Les débats animés par Cosette Dussaugey (CISMA), présidente de la commission UNM 84 "Appareils de levage à charge suspendue" ont permis d’insister sur la nécessité absolue de pouvoir déclarer sans ambiguïté la conformité d’un produit à la norme, et cela quelle que soit la forme retenue pour cette norme. En ce qui concerne la mise en œuvre, il est important d’évaluer la faisabilité technique, économique et réglementaire au moment de la mise à l’étude permettant ainsi de bien délimiter le champ de l’étude ; lorsque des différences sont identifiées, la politique de résolution doit être définie.

Participation aux travaux de normalisation

L’atelier animé par Robert Stehlé (APPORTS ET STRATEGIES) , président de la commission UNM 20 "Optique et photonique", s’est attaché à développer les moyens de sensibiliser les partenaires socio-économiques à la norme et la normalisation en identifiant quatre axes possibles :

  • les utilisateurs de normes doivent être conscients que les normes ne sont pas élaborées par AFNOR et les bureaux de normalisation mais par leurs confrères et qu’ils peuvent s’y associer. Une information systématique sur le sujet pourrait apparaître en seconde page des normes, après la liste des membres. Cette thématique fait partie des sujets mis en avant dans la stratégie du système français de normalisation 2005-2010.

  • pour participer aux travaux de normalisation, il faut être informé de leur existence. L’UNM met à disposition sur son site internet mensuellement la liste des nouveaux sujets inscrits ainsi que le programme complet des normes françaises en cours d’élaboration. Une réflexion doit être engagée afin de diffuser plus largement cette information.

  • dans la phase d’élaboration des projets de normes, les commissions de normalisation doivent rassembler des partenaires qui ont une volonté de s’impliquer en appui de leur stratégie et qui sont force de proposition.

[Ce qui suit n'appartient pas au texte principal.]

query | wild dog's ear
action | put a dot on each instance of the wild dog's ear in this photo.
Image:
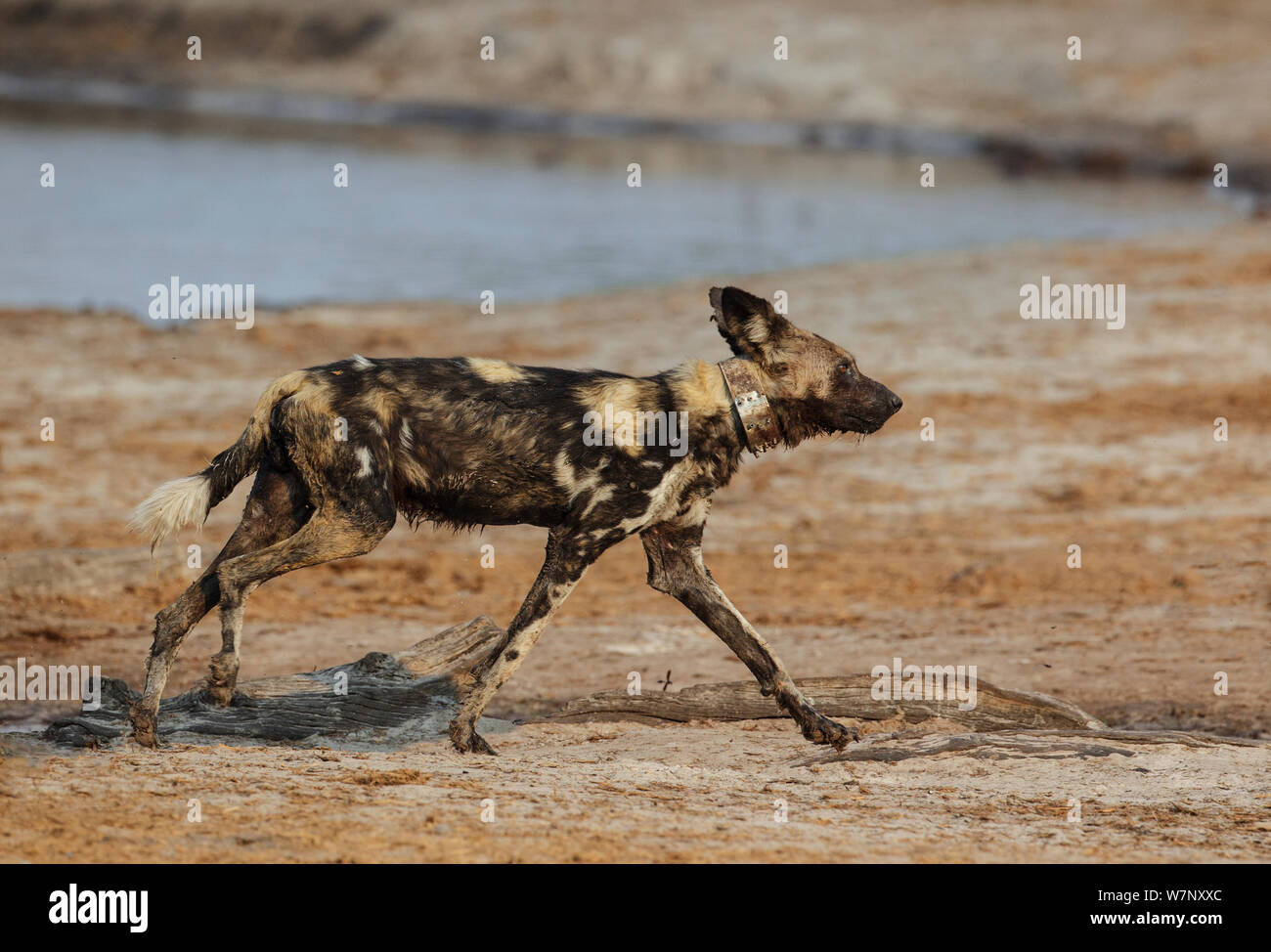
(748, 323)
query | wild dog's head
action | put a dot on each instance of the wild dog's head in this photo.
(813, 385)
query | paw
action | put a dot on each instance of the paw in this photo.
(219, 694)
(826, 731)
(465, 740)
(221, 677)
(145, 726)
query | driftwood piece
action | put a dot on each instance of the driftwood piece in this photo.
(1009, 745)
(848, 697)
(407, 697)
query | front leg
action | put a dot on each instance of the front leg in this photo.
(567, 558)
(675, 567)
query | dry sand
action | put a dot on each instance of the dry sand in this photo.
(945, 552)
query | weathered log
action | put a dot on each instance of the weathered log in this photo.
(1009, 745)
(403, 698)
(850, 695)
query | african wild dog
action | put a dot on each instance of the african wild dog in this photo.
(468, 443)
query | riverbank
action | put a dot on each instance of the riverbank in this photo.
(1161, 90)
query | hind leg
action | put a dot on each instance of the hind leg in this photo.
(334, 532)
(275, 510)
(567, 558)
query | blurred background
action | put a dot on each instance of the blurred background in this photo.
(488, 144)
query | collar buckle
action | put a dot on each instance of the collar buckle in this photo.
(754, 411)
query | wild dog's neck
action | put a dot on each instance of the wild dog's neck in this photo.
(792, 423)
(751, 411)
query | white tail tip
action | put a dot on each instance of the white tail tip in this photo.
(169, 507)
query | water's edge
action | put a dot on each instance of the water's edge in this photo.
(1131, 153)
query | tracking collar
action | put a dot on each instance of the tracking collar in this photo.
(754, 411)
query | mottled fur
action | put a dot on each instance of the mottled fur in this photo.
(339, 450)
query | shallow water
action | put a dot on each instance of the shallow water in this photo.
(439, 215)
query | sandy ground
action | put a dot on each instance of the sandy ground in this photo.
(1153, 77)
(943, 552)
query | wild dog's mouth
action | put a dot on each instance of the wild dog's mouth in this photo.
(859, 424)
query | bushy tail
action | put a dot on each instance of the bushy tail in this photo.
(187, 501)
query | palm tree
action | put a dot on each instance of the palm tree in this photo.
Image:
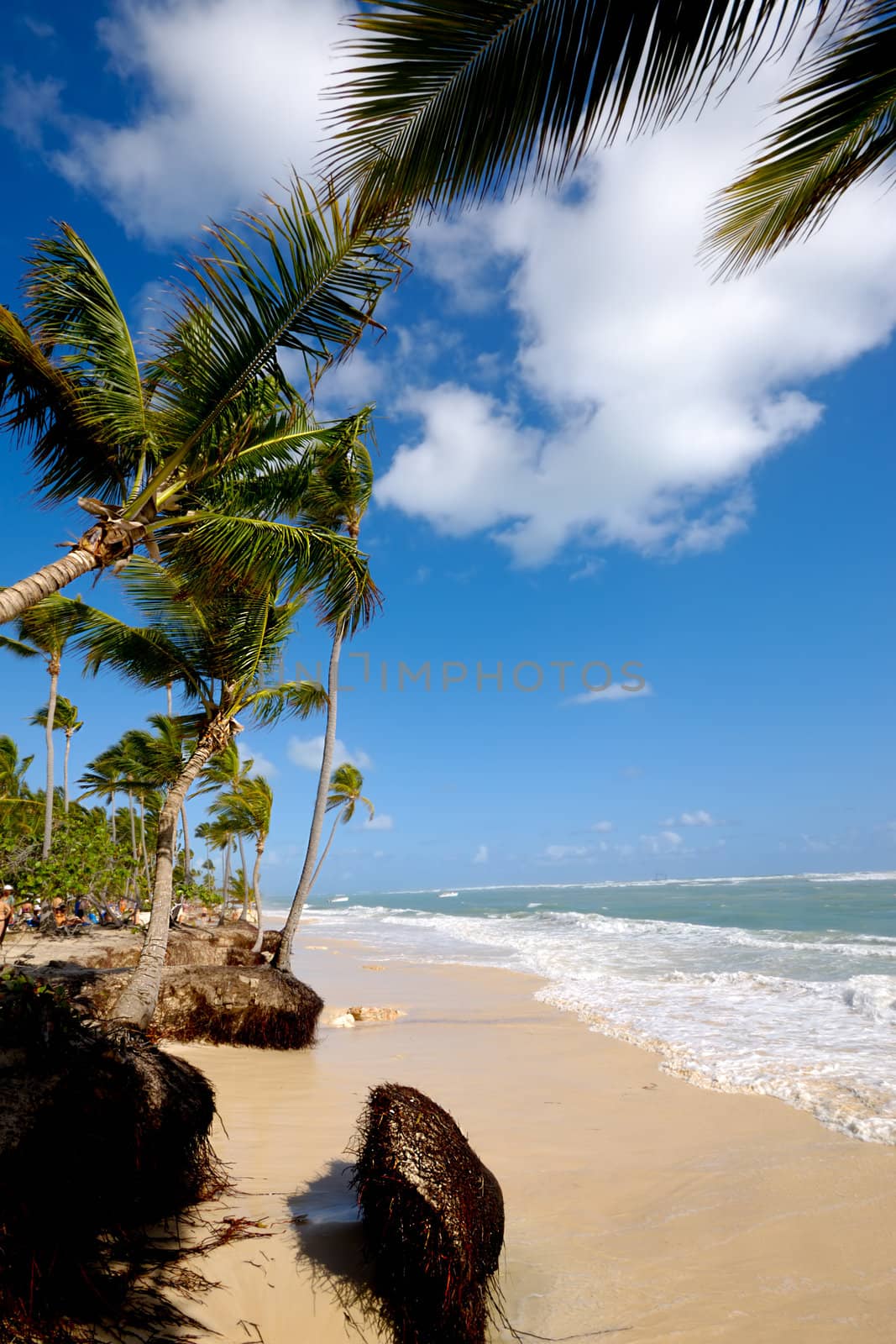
(228, 770)
(13, 769)
(66, 721)
(219, 648)
(448, 102)
(134, 438)
(43, 631)
(344, 793)
(246, 811)
(336, 496)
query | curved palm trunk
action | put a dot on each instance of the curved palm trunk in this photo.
(257, 890)
(224, 884)
(137, 1003)
(183, 822)
(51, 714)
(320, 862)
(29, 591)
(134, 826)
(242, 859)
(284, 952)
(65, 770)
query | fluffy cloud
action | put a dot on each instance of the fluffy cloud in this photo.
(668, 842)
(231, 100)
(616, 691)
(557, 853)
(656, 391)
(308, 753)
(382, 822)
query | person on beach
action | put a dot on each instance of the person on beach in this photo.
(7, 911)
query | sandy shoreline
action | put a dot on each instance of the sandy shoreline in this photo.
(636, 1202)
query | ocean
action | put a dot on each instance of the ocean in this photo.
(778, 985)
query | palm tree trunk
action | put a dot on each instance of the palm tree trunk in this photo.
(224, 884)
(320, 864)
(19, 597)
(143, 840)
(242, 859)
(51, 714)
(65, 770)
(257, 890)
(137, 1003)
(284, 952)
(134, 827)
(183, 822)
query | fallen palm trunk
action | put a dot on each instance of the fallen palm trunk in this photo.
(101, 1136)
(226, 1005)
(432, 1221)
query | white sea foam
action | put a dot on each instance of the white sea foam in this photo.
(808, 1018)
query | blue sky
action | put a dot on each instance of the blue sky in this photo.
(587, 454)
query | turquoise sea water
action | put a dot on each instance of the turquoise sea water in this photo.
(781, 985)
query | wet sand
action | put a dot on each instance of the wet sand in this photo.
(634, 1200)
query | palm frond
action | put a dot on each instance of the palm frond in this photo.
(40, 405)
(841, 127)
(74, 309)
(297, 699)
(449, 101)
(305, 276)
(226, 551)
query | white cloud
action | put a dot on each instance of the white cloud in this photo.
(382, 822)
(261, 765)
(308, 753)
(694, 819)
(661, 390)
(668, 842)
(233, 98)
(26, 105)
(616, 691)
(557, 853)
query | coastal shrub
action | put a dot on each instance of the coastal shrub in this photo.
(101, 1136)
(432, 1221)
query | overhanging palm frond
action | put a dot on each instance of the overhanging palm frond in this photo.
(446, 100)
(40, 407)
(297, 699)
(305, 276)
(840, 129)
(73, 307)
(302, 559)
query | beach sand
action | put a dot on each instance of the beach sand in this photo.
(634, 1200)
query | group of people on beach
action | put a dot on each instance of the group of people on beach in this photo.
(69, 914)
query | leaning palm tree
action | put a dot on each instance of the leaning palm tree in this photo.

Afin d’informer les acteurs sur les enjeux de disposer d’une stratégie forte une matière de normalisation, il est nécessaire que le système français de normalisation mène des actions de sensibilisation : mettre en place une information dans l’enseignement (technique, économique  et supérieur) sur la normalisation, améliorer la visibilité de la "journée mondiale de la normalisation" du 14 octobre, compléter sur le site de l’UNM, les informations sur le rôle des experts, des membres de l’UNM, …

  • étape primordiale du processus d’élaboration des normes, l’enquête probatoire gratuite et accessible à tous est un moment privilégié pour se tenir informé du contenu des futures normes. Là encore il est nécessaire de sensibiliser les acteurs de son importance.

 

Ces ateliers ont été suivis d’une restitution en commun au cours de laquelle Philippe Contet, Directeur de l’UNM, a fourni un bilan des actualités de la normalisation. Chaque président a reçu un document de synthèse de l’ensemble des travaux menés en 2005 au sein de la commission qu’il préside : faits marquants 2005, perspectives 2006, normes publiées, projets soumis à enquête, nouveaux sujets retenus et projets potentiels, votes français sur les projets CEN et ISO, réunions françaises européennes et internationales ; cette nouvelle prestation offerte par l’UNM a reçu un accueil très favorable et fera désormais l’objet annuellement d’une communication individualisée.